Passámos
um fim-de-semana juntos em que me fizeste esquecer que eras o meu herói. Quando
acabou fiquei com dois heróis: com o Leonard Cohen das canções e com o Leonard
Cohen em carne e osso. Embebedámo-nos
com Bloody Marys e, a certa altura, tu reparaste que eu tinha a mania de
desdizer o que tinha acabado de dizer. Eu disse-te que era um tique português.
Primeiro afirma-se um disparate ou uma verdade. Depois continua-se “E, no
entanto…”
“And
yet!”, gritaste, “the two greatest words in any language!” Depois desataste a
dar exemplos. A uma mulher que te amava e queria casar contigo: “I love you…
AND YET… I cannot marry you this year”. Ao barman: “Bem sei que já bebi a minha
conta… AND YET… apetece-me outro Bloody Mary”.
Prometemos
escrever um ao outro. Quando eu falhei mandaste-me um telegrama com duas palavras
e três pontos: “AND YET…”
Depois
da notícia quase funerária no New Yorker fizeste questão de aparecer em Los
Angeles a dizer que, quando disseste que estavas pronto para morrer, estavas a
ser dramático. Fizeste-nos rir. Prometeste viver até aos 120 anos.
Prometeste-nos mais dois álbuns de canções.
Mentiroso!
Sempre foste o mais sublime dos mentirosos. Nem era preciso mentires: eu
julgava que ias viver para sempre, como sempre tinhas vivido. Agora morreste e
obrigas-me a escrever estas palavras lavadas em lágrimas. AND YET… E, no
entanto, tiveste uma vida feliz. Fizeste o que querias. Amaste e foste amado.
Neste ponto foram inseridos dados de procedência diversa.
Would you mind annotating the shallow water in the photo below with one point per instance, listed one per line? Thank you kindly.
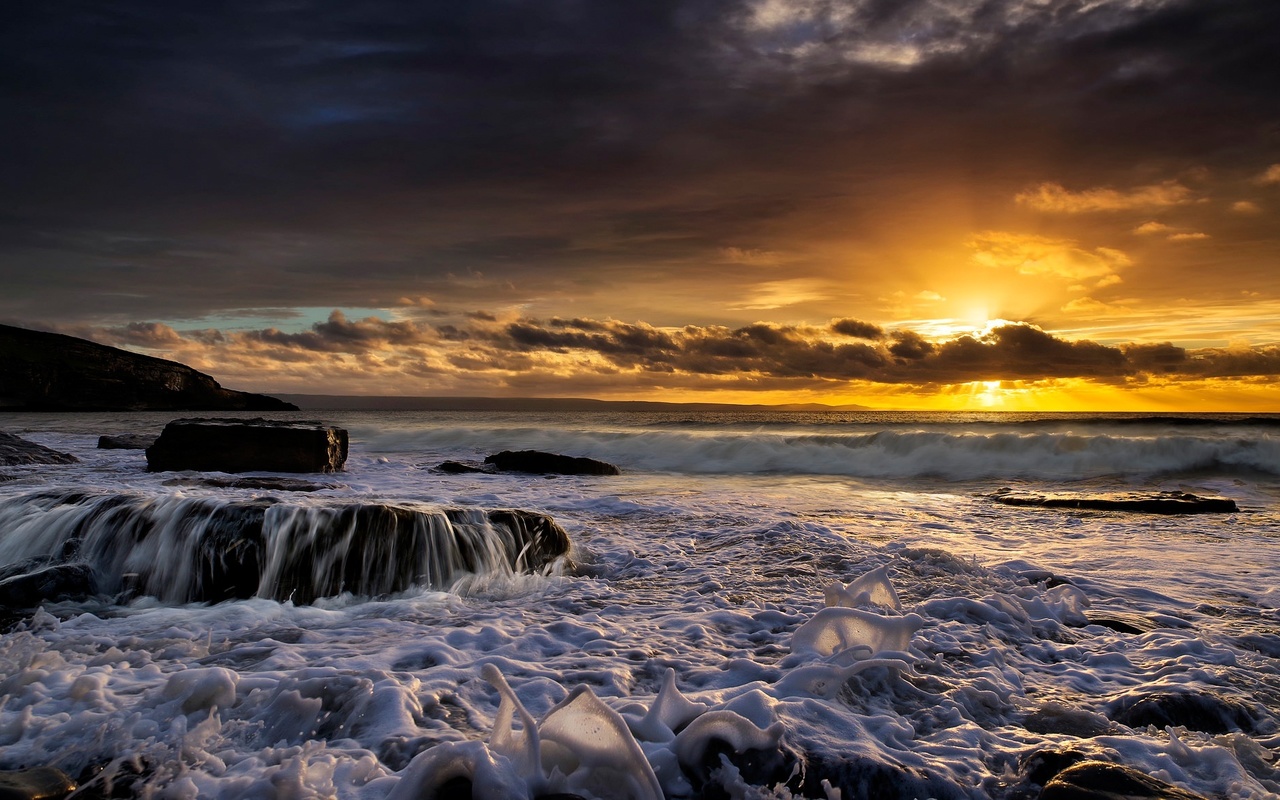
(705, 558)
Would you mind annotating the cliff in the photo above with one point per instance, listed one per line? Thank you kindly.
(50, 371)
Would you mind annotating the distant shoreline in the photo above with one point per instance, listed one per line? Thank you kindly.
(360, 402)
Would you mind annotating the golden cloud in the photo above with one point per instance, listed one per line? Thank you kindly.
(1037, 255)
(1059, 200)
(1270, 177)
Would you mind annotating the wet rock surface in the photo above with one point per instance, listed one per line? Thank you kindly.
(35, 784)
(247, 446)
(16, 451)
(1194, 712)
(265, 484)
(218, 551)
(548, 464)
(23, 589)
(1141, 502)
(124, 442)
(1104, 781)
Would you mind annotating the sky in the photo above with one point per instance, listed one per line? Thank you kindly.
(900, 204)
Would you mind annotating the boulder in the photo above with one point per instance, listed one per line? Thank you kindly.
(247, 446)
(548, 464)
(124, 442)
(71, 581)
(461, 467)
(49, 371)
(1192, 711)
(219, 549)
(1143, 502)
(17, 451)
(35, 784)
(1102, 781)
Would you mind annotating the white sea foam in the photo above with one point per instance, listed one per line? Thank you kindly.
(686, 627)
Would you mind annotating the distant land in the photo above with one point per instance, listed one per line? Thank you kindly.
(324, 402)
(50, 371)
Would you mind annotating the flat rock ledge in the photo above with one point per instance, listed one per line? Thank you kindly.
(534, 462)
(17, 451)
(247, 446)
(1142, 502)
(1104, 781)
(548, 464)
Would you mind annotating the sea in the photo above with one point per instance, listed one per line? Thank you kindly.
(760, 606)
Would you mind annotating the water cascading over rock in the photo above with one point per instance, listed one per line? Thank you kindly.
(202, 549)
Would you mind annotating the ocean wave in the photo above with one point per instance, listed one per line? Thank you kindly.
(881, 453)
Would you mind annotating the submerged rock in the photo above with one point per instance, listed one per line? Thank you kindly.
(1102, 781)
(124, 442)
(67, 581)
(1143, 502)
(548, 464)
(17, 451)
(1194, 712)
(266, 484)
(35, 784)
(1056, 718)
(247, 446)
(461, 467)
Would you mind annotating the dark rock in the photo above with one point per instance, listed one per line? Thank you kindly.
(238, 549)
(1040, 767)
(1102, 781)
(247, 446)
(1055, 718)
(548, 464)
(17, 451)
(50, 583)
(49, 371)
(265, 484)
(461, 467)
(1194, 712)
(1123, 624)
(36, 784)
(124, 442)
(864, 777)
(1143, 502)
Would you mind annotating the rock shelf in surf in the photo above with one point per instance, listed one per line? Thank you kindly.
(247, 446)
(201, 549)
(535, 462)
(1142, 502)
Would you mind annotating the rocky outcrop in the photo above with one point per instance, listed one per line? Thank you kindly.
(548, 464)
(1104, 781)
(1192, 711)
(1143, 502)
(186, 549)
(49, 371)
(26, 590)
(35, 784)
(17, 451)
(124, 442)
(247, 446)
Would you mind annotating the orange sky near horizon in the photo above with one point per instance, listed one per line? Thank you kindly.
(974, 205)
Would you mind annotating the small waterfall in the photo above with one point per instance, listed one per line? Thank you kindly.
(204, 549)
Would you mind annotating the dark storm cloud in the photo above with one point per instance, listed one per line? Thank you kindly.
(165, 146)
(339, 334)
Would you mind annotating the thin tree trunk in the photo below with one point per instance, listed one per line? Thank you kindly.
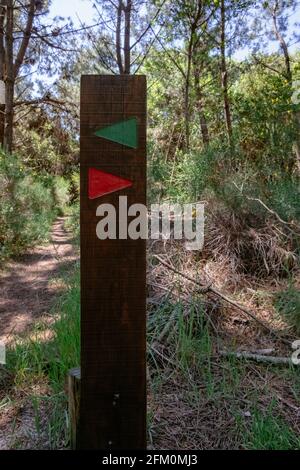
(10, 79)
(224, 74)
(2, 62)
(199, 98)
(127, 12)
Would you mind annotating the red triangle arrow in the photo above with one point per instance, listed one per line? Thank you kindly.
(101, 183)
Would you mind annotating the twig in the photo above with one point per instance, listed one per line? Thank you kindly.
(214, 291)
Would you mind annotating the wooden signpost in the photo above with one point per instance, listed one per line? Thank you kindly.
(113, 271)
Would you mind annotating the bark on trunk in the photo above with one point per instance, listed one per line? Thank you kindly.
(2, 62)
(289, 76)
(118, 37)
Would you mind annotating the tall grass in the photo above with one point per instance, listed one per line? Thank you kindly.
(46, 357)
(28, 205)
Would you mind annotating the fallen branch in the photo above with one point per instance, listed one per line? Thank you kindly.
(259, 358)
(213, 290)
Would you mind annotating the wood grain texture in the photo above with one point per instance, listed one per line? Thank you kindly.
(113, 276)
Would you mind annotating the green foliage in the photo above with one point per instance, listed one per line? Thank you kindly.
(270, 432)
(28, 205)
(287, 304)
Trabalhaste nas canções mais bonitas e elevadas do nosso tempo. Já há mais de
60 anos que andaste a falar com Deus, a preparar o teu caminho. Foste um pecador
de primeira AND YET… E, no entanto, algo me diz que vais ser muito bem recebido
no reino dos céus, se fôr para aí que combinaste ir.
Deixaste-nos.
Avisaste muitas vezes que nos ias deixar. Deixar tornou-se a tua especialidade.
Ninguém se despedia tão bem como tu. Ninguém dava à sola tão depressa como tu,
tão bem vestido, com sapatos feitos para percorrer as grandes distâncias do
amor e da vida.
Partiste
e, no entanto, continuas cá. Eu vi o tamanho do teu caderno gigante, cheio de
versos e desenhos. Espero bem que haja centenas de canções que tu julgaste que
ainda não estavam prontas, mas que estão.
Agora
que morreste escusamos essas canções de serem perfeitas, como aquelas que
escreveste e cantaste enquanto eras vivo. Enquanto eras vivo - estas palavras
ainda custam mais a escrever do que a simples palavra “morreste”.
Sabes
porquê? Aposto que ainda sabes mais, aí no lugar onde estás, na Tower of Song.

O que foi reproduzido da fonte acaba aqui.